Q: What is Total Beta?
- Total Beta equals either one of the following:
- Beta/R or (Note: We remove the correlation coefficient from beta)
- The standard deviation of the stock/standard deviation of the market. (See definitions below)
- Note: Dividing Beta by R transforms systematic (market) risk into total risk, meaning that Total Beta captures 100% of a stock’s risk (if it traded in an efficient market). Beta, on the other hand, may only pick a very small percentage of a stock’s total risk.
- Total risk includes the risk-free rate, Beta*Equity risk premium, the size premium and any CSRP.
- It measures risk from a stand-alone perspective, rather than from a well-diversified portfolio perspective, which is the reference point for Beta. A stand-alone perspective is the reference point we value privately-held firms from most of the time. For a deviation of this assumption, please see below.
- Standard deviation is the appropriate measure of risk for a stand-alone asset, meaning if the stock is the only asset in your portfolio.
- Total Beta measures the guideline comparable’s standard deviation relative to the market’s standard deviation. It is a relative volatility measure. Ironically, many appraisers have thought that Beta was a relative volatility measure when, in fact, Total Beta captured this relationship.
- Total Beta will almost always be greater than 1.0 since the volatility of any one stock (with rare exceptions) has been greater than the volatility of a broad based index.
Q: How do you derive the Total Beta calculation?
- Beta = Covariance (s,m)/Variance (m); where “s” stands for stock and “m” stands for market
- Beta = (Cov(s,m)/(SDs)(SDm))*SDs/SDm
- R = Cov(s,m)/(SDs)(SDm)
- Beta = R*SDs/SDm.
- Thus, Total Beta = Beta/R = SDs/SDm.
Q: Has the technique been peer-reviewed?
A: The calculation is dependent upon the CAPM, which, obviously, has been subject to significant academic debate. The calculation is also dependent upon a relatively new metric called Total Beta. Professor Aswath Damodaran developed the Total Beta calculation in the late 1990s (or at least the equation: TCOE = risk-free rate + Total beta*ERP). We have subsequently learned that total beta was introduced in 1981. Please see “The Beta Quotient: A New Measure of Portfolio Risk” by Robert C. Camp and Arthur A. Eubank, Jr. published in the Journal of Portfolio Management. (Note: Total Beta was referred to as the Beta Quotient in the article). Damodaran published a textbook in 2002 titled Investment Valuation, 2nd edition, which references the Total Beta technique in Chapter 24. Numerous other finance professors refer to Total Beta and other publications reference Total Beta.
We have published numerous articles in business valuation journals related to this technique, including one e-book in collaboration with Morningstar. (View many of the articles here and testimonials by PhDs and other highly qualified appraisers here.)
We have a standing invitation to the business valuation community to critique the calculation.
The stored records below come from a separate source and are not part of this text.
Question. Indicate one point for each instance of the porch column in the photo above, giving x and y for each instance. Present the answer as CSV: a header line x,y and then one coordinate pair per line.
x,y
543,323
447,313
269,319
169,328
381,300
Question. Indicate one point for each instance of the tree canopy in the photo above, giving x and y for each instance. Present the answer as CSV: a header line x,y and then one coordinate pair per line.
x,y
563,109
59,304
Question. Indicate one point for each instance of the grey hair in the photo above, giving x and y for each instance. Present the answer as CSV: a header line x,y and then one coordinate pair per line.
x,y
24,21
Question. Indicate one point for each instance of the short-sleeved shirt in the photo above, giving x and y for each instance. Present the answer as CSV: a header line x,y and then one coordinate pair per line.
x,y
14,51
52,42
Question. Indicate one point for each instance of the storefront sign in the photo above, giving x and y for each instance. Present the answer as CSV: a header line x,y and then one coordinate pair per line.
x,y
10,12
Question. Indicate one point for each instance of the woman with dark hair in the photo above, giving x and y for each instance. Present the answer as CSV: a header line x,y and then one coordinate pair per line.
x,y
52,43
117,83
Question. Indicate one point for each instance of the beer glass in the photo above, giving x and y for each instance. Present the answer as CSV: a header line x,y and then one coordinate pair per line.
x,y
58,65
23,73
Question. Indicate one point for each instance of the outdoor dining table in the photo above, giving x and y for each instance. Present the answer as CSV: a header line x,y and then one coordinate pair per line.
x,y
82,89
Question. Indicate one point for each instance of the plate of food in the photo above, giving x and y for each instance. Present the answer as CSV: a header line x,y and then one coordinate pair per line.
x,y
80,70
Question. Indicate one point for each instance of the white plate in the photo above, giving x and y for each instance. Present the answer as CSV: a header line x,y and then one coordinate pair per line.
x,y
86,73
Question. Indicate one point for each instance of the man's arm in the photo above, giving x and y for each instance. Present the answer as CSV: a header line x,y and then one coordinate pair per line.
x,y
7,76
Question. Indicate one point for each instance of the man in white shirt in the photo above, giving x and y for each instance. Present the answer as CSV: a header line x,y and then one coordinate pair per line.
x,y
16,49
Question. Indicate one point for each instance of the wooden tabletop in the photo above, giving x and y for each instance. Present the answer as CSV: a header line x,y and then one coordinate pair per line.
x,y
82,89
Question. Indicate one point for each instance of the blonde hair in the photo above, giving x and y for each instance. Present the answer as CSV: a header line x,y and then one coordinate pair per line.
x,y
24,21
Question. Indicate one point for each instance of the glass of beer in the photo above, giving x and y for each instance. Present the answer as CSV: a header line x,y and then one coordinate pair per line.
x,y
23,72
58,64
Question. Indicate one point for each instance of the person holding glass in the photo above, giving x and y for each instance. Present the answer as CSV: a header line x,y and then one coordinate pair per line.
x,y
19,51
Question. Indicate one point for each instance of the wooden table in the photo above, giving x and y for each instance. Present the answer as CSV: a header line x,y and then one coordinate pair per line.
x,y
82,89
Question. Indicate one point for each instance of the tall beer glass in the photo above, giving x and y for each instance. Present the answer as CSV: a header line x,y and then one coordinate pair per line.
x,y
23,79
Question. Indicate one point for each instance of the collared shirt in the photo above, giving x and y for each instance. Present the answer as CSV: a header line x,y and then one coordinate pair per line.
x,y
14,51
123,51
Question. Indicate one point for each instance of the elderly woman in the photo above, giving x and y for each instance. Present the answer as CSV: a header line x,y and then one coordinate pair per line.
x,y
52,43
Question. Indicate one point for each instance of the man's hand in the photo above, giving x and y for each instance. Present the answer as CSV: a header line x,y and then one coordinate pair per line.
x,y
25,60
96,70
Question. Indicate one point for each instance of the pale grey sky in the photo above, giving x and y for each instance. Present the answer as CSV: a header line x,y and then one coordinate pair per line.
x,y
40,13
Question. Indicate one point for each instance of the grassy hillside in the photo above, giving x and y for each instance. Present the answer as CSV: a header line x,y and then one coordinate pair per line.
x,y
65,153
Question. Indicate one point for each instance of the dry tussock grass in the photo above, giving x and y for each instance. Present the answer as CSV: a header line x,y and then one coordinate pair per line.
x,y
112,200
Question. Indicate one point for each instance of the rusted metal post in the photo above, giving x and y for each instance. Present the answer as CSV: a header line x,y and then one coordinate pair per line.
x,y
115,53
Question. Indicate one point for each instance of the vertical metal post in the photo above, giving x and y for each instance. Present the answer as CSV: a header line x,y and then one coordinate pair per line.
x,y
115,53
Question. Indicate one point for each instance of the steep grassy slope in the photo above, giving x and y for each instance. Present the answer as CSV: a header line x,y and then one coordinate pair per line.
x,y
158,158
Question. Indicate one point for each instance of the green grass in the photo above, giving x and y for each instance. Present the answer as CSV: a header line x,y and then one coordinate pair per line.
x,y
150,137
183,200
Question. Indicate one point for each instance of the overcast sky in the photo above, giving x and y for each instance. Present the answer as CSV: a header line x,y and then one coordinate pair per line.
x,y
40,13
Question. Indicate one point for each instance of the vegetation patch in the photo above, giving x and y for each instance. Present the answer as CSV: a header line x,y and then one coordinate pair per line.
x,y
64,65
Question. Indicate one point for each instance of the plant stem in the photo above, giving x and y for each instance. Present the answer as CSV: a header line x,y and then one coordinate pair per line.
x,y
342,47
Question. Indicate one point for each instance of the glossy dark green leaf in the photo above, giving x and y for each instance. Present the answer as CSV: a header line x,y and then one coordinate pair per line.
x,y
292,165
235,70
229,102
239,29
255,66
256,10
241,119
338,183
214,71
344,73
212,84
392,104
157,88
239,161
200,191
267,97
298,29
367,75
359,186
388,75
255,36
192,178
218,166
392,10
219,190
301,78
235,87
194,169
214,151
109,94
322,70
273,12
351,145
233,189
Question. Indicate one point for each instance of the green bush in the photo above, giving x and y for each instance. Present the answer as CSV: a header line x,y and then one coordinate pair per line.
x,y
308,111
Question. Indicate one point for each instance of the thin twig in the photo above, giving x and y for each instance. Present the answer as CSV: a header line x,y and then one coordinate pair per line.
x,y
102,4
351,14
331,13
Since 2007, we have spoken at numerous regional and/or national business valuation conferences (ASA, AICPA, NACVA, IBA) and/or national webinars as well as one international conference (CICBV). To date, we have not received any materially relevant criticism related to the calculation of Total Beta and have not heard any feedback which would render the BPC inferior to the purely subjective factor models. In fact, at each conference/webinar after initial skepticism and in-depth question and answer sessions, we left with the impression that most participants thought the technique was sound and superior to the traditional factor models.
The main criticism today is the technique is subjective. Our simple response is relative to what – the purely subjective factor models? Remember, this technique uses empirical, market-driven evidence. Our industry has been severely criticized for our use of the traditional factor models. “To judges,the company specific risk premium often seems like the device experts employ to bring their final results into line with their clients’ objectives, when other valuation inputs fail to do the trick.” Delaware Open MRI Radiology Associates v. Howard B. Kessler, et al. We believe the BPC effectively eliminates this criticism.
To properly use the BPC, be able to defend and support your assumptions/inputs into the calculations – no different than any other technique. The BPC depends on the CAPM. If you accept the CAPM, and by extension the build-up method, then the math is irrefutable.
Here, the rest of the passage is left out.